Le miroir tactique d’un match de marges
Ce duel s’est joué dans les interstices : une première balle de Berrettini qui l’a souvent extrait des pièges, et une gestion des moments chauds où l’Italien, déjà victorieux au tour précédent après quatre tie-breaks face à Stan Wawrinka, a récité son mode d’emploi. Côté français, les séquences agressives ont payé au troisième set, mais l’impossibilité de convertir les rares ouvertures dans les deux premières manches laisse un parfum d’inachevé.
Jeudi noir pour le tennis tricolore
Cette défaite s’inscrit dans une journée compliquée pour le camp bleu.
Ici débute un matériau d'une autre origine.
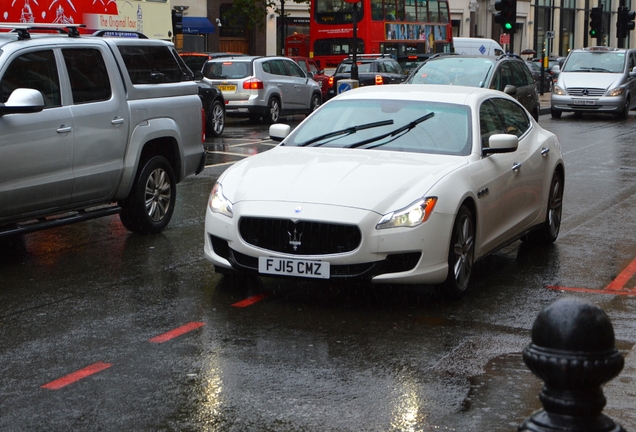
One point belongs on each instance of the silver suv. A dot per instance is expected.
(263, 87)
(596, 80)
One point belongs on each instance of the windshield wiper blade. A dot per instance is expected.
(347, 131)
(407, 127)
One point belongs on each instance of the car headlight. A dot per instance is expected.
(218, 203)
(616, 91)
(557, 90)
(411, 216)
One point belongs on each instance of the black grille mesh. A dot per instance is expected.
(301, 238)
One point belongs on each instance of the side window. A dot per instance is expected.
(35, 70)
(490, 123)
(277, 67)
(151, 64)
(293, 69)
(88, 75)
(515, 117)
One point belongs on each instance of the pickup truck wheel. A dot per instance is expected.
(273, 111)
(216, 120)
(149, 206)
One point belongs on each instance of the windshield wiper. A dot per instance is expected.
(407, 127)
(347, 131)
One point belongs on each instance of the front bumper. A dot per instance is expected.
(606, 104)
(400, 255)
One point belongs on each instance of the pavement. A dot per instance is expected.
(544, 101)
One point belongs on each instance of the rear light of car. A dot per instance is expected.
(253, 84)
(202, 125)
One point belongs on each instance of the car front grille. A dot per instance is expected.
(300, 238)
(585, 91)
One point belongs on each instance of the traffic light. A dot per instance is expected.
(507, 15)
(596, 21)
(625, 22)
(177, 21)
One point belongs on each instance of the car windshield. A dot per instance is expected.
(346, 67)
(227, 69)
(395, 125)
(595, 61)
(454, 70)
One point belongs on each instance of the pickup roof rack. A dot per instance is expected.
(22, 29)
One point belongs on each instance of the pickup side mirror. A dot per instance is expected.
(22, 101)
(501, 143)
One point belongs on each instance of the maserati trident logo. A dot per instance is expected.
(294, 239)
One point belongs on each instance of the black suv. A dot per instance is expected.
(507, 73)
(373, 69)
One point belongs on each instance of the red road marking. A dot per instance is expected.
(251, 300)
(177, 332)
(76, 376)
(615, 287)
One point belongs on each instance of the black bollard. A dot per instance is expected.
(573, 352)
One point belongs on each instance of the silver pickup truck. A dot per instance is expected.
(92, 126)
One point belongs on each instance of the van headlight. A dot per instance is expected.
(410, 216)
(557, 90)
(218, 203)
(616, 91)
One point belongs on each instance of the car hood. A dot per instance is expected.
(590, 79)
(374, 180)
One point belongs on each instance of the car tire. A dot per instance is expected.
(460, 255)
(273, 111)
(315, 103)
(150, 203)
(552, 225)
(216, 120)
Avant Fils, Léolia Jeanjean, Adrian Mannarino, Quentin Halys et Valentin Royer avaient déjà quitté le tournoi. Un faisceau d’éliminations qui illustre la difficulté actuelle du tennis français à enchaîner sur herbe, surface d’exigence où le service et les premiers coups dictent la loi.
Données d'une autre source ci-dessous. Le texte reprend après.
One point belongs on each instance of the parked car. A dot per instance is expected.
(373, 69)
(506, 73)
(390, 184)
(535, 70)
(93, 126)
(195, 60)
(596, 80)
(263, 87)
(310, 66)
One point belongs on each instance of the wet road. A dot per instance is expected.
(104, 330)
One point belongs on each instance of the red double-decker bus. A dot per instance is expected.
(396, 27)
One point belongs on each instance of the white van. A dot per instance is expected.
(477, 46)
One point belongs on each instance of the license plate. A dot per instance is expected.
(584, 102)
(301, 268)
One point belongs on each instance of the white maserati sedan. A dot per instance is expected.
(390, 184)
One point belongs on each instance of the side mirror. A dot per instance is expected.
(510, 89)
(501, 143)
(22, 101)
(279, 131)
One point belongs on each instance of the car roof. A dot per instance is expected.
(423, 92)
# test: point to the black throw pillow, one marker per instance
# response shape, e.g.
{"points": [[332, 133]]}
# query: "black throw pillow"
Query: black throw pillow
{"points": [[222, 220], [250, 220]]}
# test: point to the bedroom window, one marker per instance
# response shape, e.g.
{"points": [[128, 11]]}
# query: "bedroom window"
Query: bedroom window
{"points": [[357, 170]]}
Berrettini relancé, Fils à rebâtir
Pour l’Italien, classé 51e mondial, l’embellie se confirme après un premier tour-marathon contre Wawrinka. Son identité reste la même : lourdeur de frappe, service omniprésent, sens du tempo dans les sets serrés. Pour Fils, la marge de progression demeure réelle. Son troisième set, tenu à la relance et au filet, dessine une feuille de route claire : hausser la qualité des premiers jeux au service, convertir davantage sur seconde balle adverse, et tenir la ligne dans les moments charnières.
Les chiffres du match
| Set | Score | Fait clé |
|---|---|---|
| 1 | 6-4 Berrettini | Break à 3-3 sur sa 1re occasion |
| 2 | 7-5 Berrettini | Balle de 4-2 sauvée, break à 5-5 |
| 3 | 6-3 Fils | Break à 2-1 sur 1re occasion |
| 4 | 6-3 Berrettini | Break à 2-1, fermeture à 5-3 |
Ce que dit la défaite
- La densité de Wimbledon sanctionne l’irrégularité sur quelques jeux charnières.
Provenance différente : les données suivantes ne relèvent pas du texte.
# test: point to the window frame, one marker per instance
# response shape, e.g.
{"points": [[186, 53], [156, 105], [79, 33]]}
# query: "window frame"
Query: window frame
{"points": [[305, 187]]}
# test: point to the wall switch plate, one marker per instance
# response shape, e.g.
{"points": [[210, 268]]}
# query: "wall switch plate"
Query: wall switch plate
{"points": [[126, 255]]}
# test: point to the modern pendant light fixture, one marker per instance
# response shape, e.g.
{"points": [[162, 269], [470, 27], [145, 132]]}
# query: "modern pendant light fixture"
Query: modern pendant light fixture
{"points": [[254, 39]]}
- Berrettini, finaliste 2021, a capitalisé sur sa première balle et sa gestion des points sous pression.
- Le troisième set de Fils pose des bases solides, mais l’entrée de match reste à serrer pour franchir ces caps.
Le rendez-vous londonien s’arrête donc pour le n°1 français. Frustrant, oui. Instructif, surtout. À ce niveau, la différence se mesure au millimètre : ce sont précisément ces millimètres que Fils doit désormais s’approprier.